On Saturday, Garrett O'Toole, a high school student from Massachusetts, will attempt a sub-four minute mile at the adidas Grand Prix in New York City. Could he or one of the 13 other boys in the field accomplish what only five other American preps have ever done? There's a chance—there's always a chance—but the odds are even longer than they seem.
The U.S. prep record was set by Alan Webb in 2001. Boosted into the Prefontaine Classic, a professional meet that the world record-holder won, Webb was not racing against other high schoolers; he was racing the best in the world. His 3 minute, 53.43 second-mark is amazing, but it occurs outside of nature. To examine O'Toole's chances on Saturday in a high school-only meet, you have to look at sub-four miles run by high schoolers, with high schoolers.
When you pull out all the races that included collegiate or post-collegiate athletes like Webb's, the chances of a U.S. boy running sub-4 drop even more severely, by over 50 percent. Only two of the five, Jim Ryun (3:58.3) and Lukas Verzbicas (3:59.71), have ever done it when racing their peers. Ryun, the first American boy to ever break the four-minute barrier, did it in '65 and Verzbicas, the last, did it in 2011.
One of the reasons this is so notoriously difficult is because good pace-setters can be difficult enough to find at the professional level, but for high school boys, almost impossible. To hit precise splits of 59-60 seconds for even the first two laps is a rare occurrence. Last year, O'Toole acted as the rabbit and would drop almost three seconds behind pace before finally giving up the ghost. Ben Saarel, the winner, ran 4:02.72. "The idea of a sub-four is pretty much out the window. This is about bragging rights," said announcer Toni Reavis after the half split, around two seconds slow, during Verzbicas's amazing race. For O'Toole and the others to have a realistic shot, they'll need to come through the half right around 2:00, and history has shown that it's unlikely.

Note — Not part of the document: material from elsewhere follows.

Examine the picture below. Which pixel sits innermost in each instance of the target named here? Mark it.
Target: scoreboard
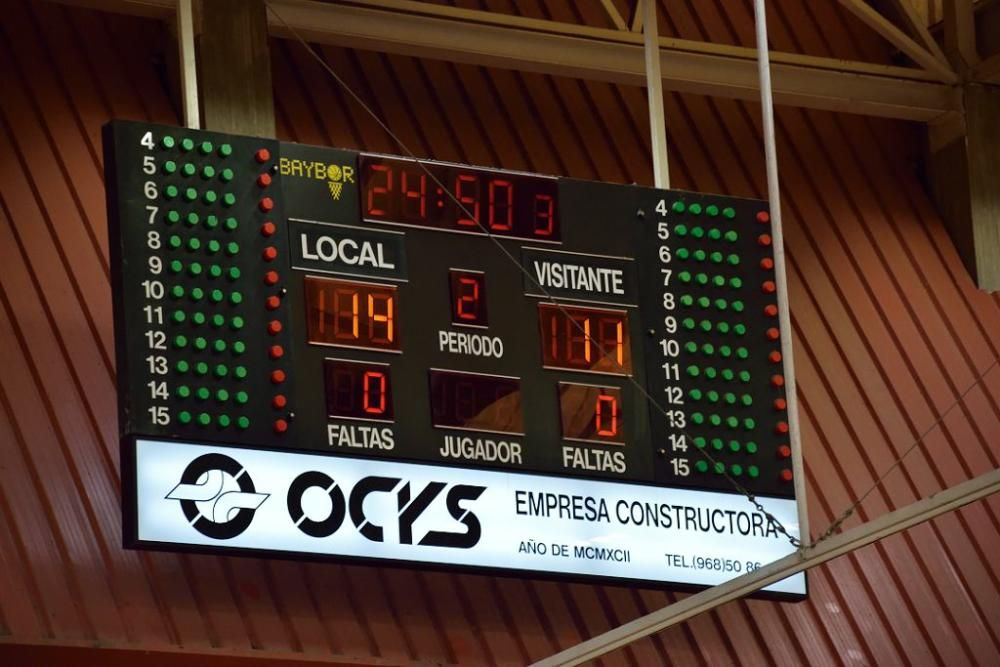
(330, 353)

Even with the long odds and unreliable pace-setting, the question remains if O'Toole has the requisite fitness required to go sub-four. He ran his best mile last Thursday, June 5, in 4:01.89, which was led by an Olympic silver-medalist. O'Toole comes to the mile from a distance background rather than the speed, so he's without the closing speed of Webb (1:47.74 for 800m in 2001), and he doesn't have the distance strength of Verzbicas (8:29.46 for two miles in 2011). O'Toole (1:50.16 and 8:53.08) sits a little slower than both.

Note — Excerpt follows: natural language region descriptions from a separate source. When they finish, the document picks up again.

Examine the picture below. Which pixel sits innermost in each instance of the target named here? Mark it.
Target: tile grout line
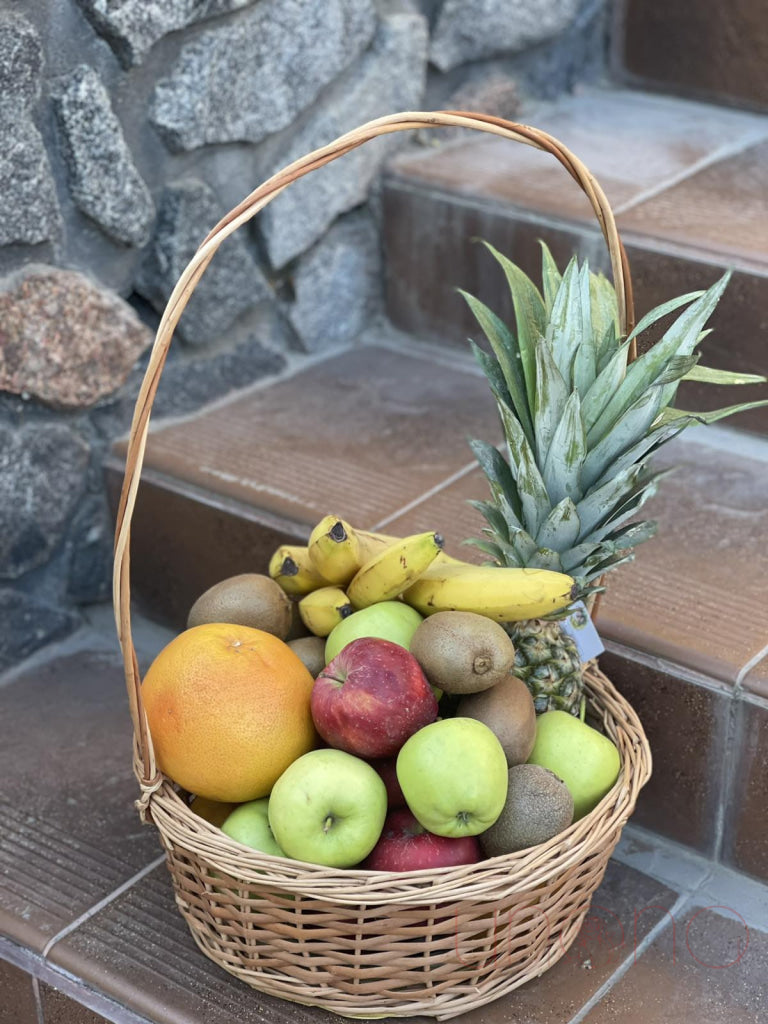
(754, 660)
(458, 475)
(726, 773)
(716, 157)
(128, 884)
(623, 968)
(38, 999)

"I think it's a possibility on the right day," O'Toole told Race Results Weekly after his 4:01. "I'm not going to put a lot of pressure on myself to break four but I think on the right day that could be something to think about, yeah."
On Saturday, even with an ideal forecast, O'Toole faces historically long odds made more difficult by limitations on his competition and with a lesser fitness than the two most recent sub-four high school milers. The chances he slips under the 4:00 barrier are slim. But a race isn't a race without some degree of magic and a whole lot of uncertainty.